Bob Hardison and Rich Robinson
Bob Hardison and Rich Robinson
Jade Dornfeld as Gwen
Frankie Ingrassia as Brooke
Ross Kurt as Marcus
Scoot McNairy as Charles
Marc Rose as Roger
Samantha Shelton as Kate
God bless Independent Horror. So many times the lack of budget means that the independent offering must rely on acting talent and story-telling to carry the load. Marcus, made for about $100K and distributed by Warner Home Video, is a brilliant example.
The story in Marcus begins with Roger (Marc Rose) and Gwen (Jade Dornfeld) taking a cab ride on their way to meet Roger’s sister Brooke for a family get-together during the Christmas holiday. Something is very strange about this couple from the beginning…Roger simultaneously seems to be repulsed by Gwen and heatedly in lust with her. Gwen is domineering and devious while Roger is both subservient to her and anger-laden. Both are much looking forward to a reunion with sister Gwen, but seemingly for different reasons.
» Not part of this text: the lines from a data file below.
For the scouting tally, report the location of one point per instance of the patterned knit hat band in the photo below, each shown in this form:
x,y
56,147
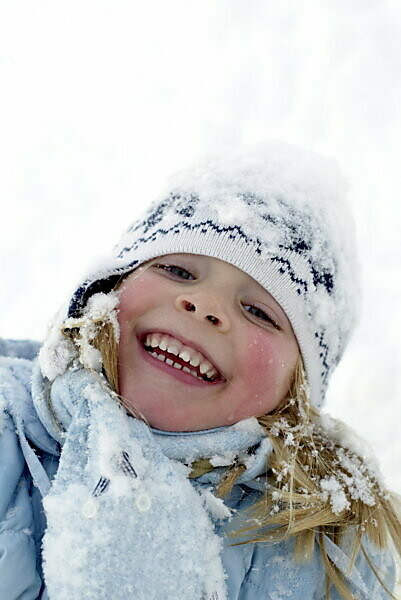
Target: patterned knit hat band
x,y
278,214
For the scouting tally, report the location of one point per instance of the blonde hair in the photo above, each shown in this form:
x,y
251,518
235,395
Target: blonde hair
x,y
311,491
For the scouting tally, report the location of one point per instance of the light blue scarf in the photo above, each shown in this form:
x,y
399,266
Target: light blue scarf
x,y
124,521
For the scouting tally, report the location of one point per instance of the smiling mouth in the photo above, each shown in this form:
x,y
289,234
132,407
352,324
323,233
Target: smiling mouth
x,y
177,355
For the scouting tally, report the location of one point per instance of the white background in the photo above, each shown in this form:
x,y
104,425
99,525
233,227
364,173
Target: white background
x,y
101,100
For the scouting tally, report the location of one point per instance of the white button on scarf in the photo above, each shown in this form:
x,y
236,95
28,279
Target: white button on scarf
x,y
143,502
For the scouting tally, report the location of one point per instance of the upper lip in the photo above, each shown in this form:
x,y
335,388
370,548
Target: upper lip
x,y
186,342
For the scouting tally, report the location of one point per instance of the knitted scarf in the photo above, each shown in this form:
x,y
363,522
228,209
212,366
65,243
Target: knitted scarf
x,y
124,521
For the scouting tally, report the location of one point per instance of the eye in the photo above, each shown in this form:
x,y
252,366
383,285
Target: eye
x,y
260,314
174,271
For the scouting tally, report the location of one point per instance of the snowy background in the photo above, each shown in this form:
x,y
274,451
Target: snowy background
x,y
101,100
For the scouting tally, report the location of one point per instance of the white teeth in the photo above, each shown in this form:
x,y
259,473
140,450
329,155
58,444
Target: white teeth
x,y
155,339
205,367
173,348
163,343
195,360
185,355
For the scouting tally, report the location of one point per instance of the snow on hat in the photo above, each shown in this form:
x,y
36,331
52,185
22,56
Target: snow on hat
x,y
277,212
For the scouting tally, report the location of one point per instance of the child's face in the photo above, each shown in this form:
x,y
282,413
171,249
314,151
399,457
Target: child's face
x,y
221,315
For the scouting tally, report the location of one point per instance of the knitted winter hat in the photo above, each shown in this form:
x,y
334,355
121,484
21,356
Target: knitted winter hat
x,y
277,212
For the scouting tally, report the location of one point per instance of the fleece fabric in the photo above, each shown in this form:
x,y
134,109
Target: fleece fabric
x,y
94,504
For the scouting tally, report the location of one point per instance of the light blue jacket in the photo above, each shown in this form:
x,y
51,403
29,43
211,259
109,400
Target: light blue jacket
x,y
30,451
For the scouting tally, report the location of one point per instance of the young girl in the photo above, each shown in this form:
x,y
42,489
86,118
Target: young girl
x,y
168,442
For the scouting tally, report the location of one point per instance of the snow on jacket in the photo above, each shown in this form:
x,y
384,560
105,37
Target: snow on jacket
x,y
129,523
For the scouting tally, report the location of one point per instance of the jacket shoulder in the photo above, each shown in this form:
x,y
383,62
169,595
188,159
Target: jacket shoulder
x,y
18,551
27,349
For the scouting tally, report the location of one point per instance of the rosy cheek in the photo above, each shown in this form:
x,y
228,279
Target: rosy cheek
x,y
265,368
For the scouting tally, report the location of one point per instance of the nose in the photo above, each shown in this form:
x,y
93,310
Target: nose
x,y
204,308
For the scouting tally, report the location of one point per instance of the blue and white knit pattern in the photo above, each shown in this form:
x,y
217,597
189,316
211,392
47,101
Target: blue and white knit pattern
x,y
277,213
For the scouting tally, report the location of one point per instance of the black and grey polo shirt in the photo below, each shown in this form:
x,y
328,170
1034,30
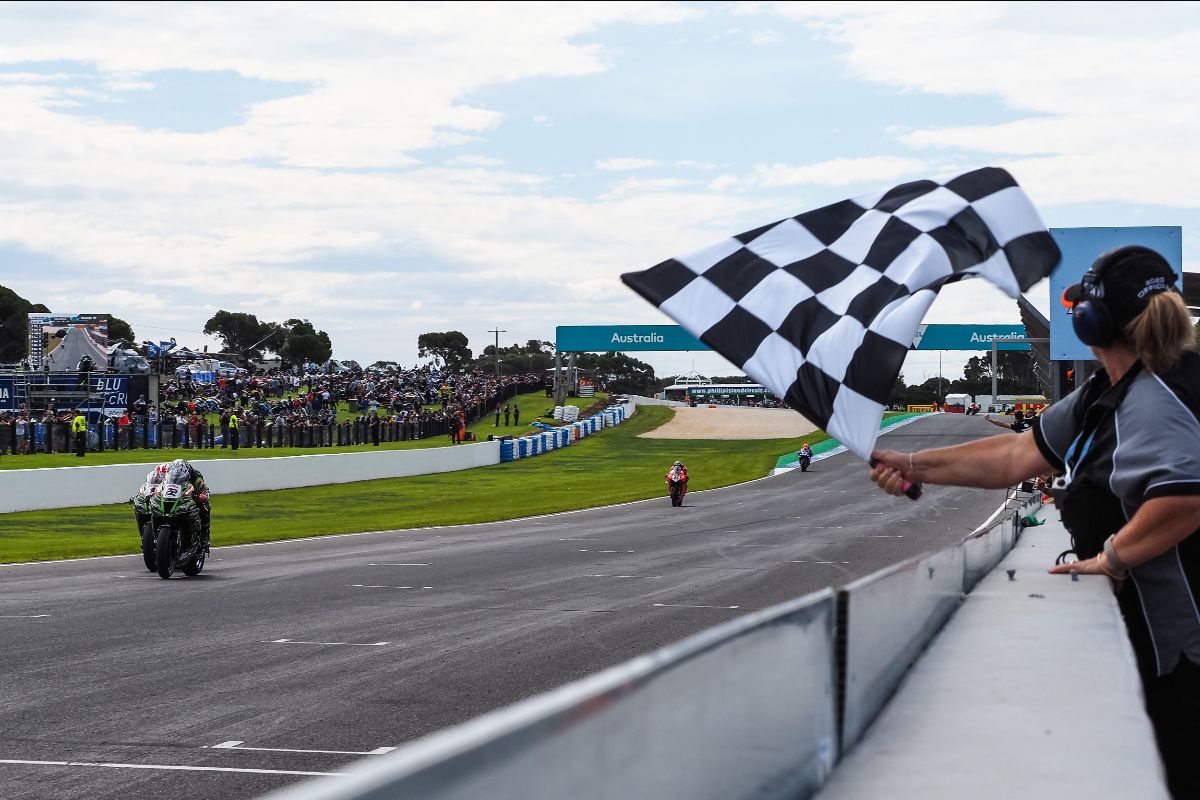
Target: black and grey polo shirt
x,y
1149,446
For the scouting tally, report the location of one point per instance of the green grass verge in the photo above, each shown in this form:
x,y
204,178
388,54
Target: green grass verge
x,y
791,459
532,405
615,465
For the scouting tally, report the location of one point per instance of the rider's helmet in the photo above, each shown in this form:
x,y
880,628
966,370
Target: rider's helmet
x,y
179,471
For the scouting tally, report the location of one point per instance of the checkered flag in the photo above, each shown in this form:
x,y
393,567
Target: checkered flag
x,y
822,307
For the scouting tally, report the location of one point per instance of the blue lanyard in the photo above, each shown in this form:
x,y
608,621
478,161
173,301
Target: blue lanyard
x,y
1083,455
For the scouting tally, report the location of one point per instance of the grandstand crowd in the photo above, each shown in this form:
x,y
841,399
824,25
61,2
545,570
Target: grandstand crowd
x,y
280,408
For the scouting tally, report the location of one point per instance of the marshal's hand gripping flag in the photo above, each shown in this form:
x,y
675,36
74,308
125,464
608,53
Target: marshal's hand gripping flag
x,y
822,307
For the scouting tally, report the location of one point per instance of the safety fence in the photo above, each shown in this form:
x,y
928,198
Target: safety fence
x,y
23,438
763,707
145,432
552,438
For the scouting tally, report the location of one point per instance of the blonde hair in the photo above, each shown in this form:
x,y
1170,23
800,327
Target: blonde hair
x,y
1162,332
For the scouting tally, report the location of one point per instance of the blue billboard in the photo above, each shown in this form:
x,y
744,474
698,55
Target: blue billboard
x,y
601,338
969,337
108,395
1080,247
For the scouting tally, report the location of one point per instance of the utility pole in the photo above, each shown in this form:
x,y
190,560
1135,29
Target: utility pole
x,y
497,331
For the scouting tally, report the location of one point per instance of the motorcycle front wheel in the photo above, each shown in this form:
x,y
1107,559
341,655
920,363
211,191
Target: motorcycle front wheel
x,y
148,545
195,565
165,555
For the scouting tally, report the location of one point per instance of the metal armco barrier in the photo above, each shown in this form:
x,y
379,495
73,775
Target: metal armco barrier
x,y
743,710
546,440
762,707
889,618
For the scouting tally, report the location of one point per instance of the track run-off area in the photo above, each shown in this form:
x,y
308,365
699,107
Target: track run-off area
x,y
294,659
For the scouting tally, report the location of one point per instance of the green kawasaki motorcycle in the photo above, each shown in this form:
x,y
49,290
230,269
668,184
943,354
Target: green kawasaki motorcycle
x,y
169,523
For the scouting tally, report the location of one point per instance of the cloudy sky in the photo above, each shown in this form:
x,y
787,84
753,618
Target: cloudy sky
x,y
390,169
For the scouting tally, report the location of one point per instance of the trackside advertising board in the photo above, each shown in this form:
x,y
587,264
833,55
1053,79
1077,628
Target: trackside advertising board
x,y
969,337
603,338
1080,247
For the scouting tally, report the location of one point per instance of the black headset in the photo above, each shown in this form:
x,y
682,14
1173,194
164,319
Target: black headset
x,y
1090,317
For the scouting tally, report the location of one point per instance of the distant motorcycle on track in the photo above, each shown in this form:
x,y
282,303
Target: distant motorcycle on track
x,y
169,524
677,485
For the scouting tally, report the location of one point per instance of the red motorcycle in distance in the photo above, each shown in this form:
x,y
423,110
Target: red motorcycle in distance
x,y
677,483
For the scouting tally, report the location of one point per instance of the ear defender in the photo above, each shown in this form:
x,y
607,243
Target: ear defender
x,y
1093,323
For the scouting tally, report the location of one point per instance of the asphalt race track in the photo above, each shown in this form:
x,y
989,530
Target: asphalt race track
x,y
351,644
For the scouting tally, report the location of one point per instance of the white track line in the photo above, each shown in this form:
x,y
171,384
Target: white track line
x,y
178,768
341,644
367,585
238,745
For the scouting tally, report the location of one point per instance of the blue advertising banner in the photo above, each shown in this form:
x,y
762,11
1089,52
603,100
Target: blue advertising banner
x,y
1080,247
601,338
108,395
969,337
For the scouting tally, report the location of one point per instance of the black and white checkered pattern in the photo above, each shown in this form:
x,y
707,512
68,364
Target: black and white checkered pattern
x,y
822,307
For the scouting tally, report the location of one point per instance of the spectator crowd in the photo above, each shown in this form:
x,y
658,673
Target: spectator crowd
x,y
283,408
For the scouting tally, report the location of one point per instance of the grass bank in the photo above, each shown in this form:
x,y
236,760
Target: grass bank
x,y
611,467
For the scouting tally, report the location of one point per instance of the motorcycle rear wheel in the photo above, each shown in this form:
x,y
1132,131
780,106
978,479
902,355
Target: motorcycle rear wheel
x,y
148,545
165,559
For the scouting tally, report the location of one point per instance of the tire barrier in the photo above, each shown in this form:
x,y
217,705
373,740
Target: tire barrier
x,y
545,440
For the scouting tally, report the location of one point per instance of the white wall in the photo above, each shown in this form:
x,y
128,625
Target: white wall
x,y
30,489
639,400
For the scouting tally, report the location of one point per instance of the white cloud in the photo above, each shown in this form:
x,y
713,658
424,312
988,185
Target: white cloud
x,y
622,164
478,161
839,172
235,217
1104,96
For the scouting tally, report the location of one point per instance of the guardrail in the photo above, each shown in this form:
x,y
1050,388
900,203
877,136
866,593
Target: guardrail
x,y
761,707
552,438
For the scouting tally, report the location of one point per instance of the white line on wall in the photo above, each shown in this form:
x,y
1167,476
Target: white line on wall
x,y
162,767
238,745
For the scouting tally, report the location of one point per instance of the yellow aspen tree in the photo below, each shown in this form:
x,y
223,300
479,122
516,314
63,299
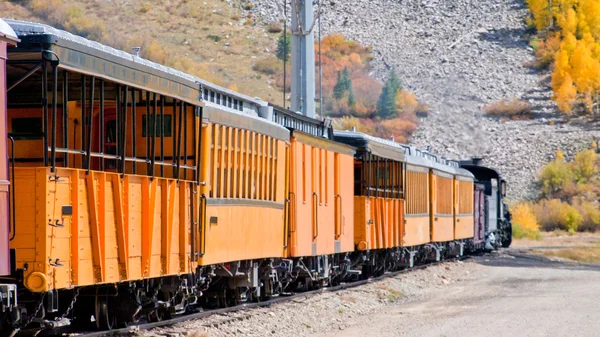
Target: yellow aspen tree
x,y
566,95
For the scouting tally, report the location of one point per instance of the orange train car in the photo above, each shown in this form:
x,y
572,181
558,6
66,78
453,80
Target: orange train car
x,y
321,213
378,191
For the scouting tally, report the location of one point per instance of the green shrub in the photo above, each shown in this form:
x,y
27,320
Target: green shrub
x,y
585,166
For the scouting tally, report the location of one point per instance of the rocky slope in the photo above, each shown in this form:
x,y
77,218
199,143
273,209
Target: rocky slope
x,y
458,56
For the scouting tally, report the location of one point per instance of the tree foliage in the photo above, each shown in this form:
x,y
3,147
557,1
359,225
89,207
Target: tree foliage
x,y
576,77
387,106
570,193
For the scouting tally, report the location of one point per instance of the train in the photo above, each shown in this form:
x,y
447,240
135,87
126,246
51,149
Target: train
x,y
132,191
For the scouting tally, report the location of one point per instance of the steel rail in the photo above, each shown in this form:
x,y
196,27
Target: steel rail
x,y
280,299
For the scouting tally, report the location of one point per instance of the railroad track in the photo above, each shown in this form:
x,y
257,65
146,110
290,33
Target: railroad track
x,y
203,314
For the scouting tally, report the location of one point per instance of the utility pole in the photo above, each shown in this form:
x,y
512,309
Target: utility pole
x,y
303,58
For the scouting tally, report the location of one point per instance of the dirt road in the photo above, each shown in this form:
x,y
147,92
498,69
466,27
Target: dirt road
x,y
497,295
510,295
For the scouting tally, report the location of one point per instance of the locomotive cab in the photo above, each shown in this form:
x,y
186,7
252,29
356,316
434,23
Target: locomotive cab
x,y
498,229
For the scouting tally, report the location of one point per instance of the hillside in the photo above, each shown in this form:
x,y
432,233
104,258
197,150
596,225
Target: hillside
x,y
458,56
216,39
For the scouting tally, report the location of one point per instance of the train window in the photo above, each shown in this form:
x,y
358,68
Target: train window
x,y
167,125
465,197
110,142
27,128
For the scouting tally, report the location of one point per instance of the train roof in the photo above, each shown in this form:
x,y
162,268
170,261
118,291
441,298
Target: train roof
x,y
479,171
399,152
381,147
95,59
7,33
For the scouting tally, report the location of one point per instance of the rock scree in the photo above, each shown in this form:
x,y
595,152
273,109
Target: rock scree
x,y
458,56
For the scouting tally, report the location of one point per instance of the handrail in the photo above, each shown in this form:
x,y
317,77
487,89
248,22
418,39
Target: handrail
x,y
338,227
203,225
315,216
286,221
292,212
12,188
194,222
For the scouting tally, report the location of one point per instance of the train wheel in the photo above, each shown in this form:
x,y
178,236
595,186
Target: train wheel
x,y
105,316
6,328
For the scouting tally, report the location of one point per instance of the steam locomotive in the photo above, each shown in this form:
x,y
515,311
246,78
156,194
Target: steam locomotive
x,y
131,191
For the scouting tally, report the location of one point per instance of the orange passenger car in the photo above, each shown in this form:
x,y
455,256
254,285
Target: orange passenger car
x,y
321,197
243,184
378,191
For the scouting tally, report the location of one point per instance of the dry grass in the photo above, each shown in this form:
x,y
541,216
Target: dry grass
x,y
515,109
581,254
274,28
559,238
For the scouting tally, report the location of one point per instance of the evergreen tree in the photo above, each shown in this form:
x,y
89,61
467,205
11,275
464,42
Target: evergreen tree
x,y
386,105
284,47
I almost forgot, preceding the strange cab ride is a cryptic scene where a young woman is being tormented and cross-examined by a stern and menacing male voice. The highly intense and dramatic interaction comes to a climax as the woman is told to close her eyes, and upon doing so has her head smashed into the wall knocking her unconscious. Nice opening.
Roger and Gwen arrive at sister Brooke’s house to discover an unpleasant surprise – Roger’s ex-best friend and his ex-girlfriend have also been invited to dinner. The exchange between all of them is tense…no, downright hostile. Roger’s anger-management issues come face to face with the ex-girlfriends agenda of reconciliation and the ex-best friend’s desire to stir up trouble. Nobody likes fiancé Gwen.
The real surprise, however, is the arrival of Brooke’s “boyfriend” Marcus. What a piece of work. Markus is directive, rude and outwardly aggressive himself. To make matters worse, Brooke had never mentioned to any of them the existence of a boyfriend at all, and Brooke is nowhere to be found.
What follows is a series of intense scenes where the conflicts between the characters reach their boiling points, Marcus continues his accusatory, aggressive and abusive tone and the attendees to the holiday dinner are generally unpleasant and mean to each other. Surprisingly, nobody leaves the house during the entire ordeal…because, as we find out, each has a hidden agenda for being there that overshadows any urge to vacate the unpleasant environment. Meanwhile, Brooke continues not to show up while Marcus makes excuses as to why she is detained.
Marcus climaxes in complete violent mayhem rich with revelations of agendas, hidden evil acts and devious intentions. Marcus is the ring-leader through it all.
Talk about “psychological”. Marcus takes us on a ride of psychological intrigue, horror, violence and deception. The entire movie, with the exception of some early scenes, takes place within Brooke’s house and focuses on the interaction between the characters and the careful intention of Marcus himself. Secrets are revealed, tempers flair and people die violent deaths.
There are a few elements of Marcus that don’t make sense – particularly when Marcus himself commits one particular act that makes it impossible to consider him any kind of hero – other than that Marcus is a tale of retribution and justice being applied by a very sick mind.
The acting talent and the story are the elements of Marcus that make it a success. Engaging, intriguing and violently sick encapsulate Marcus in a nutshell. The anger elements of the characters were a bit overdone, but overall Marcus is a gripping psychological ride that is sure to disturb and promote after-film discussion. That’s what independent horror is all about.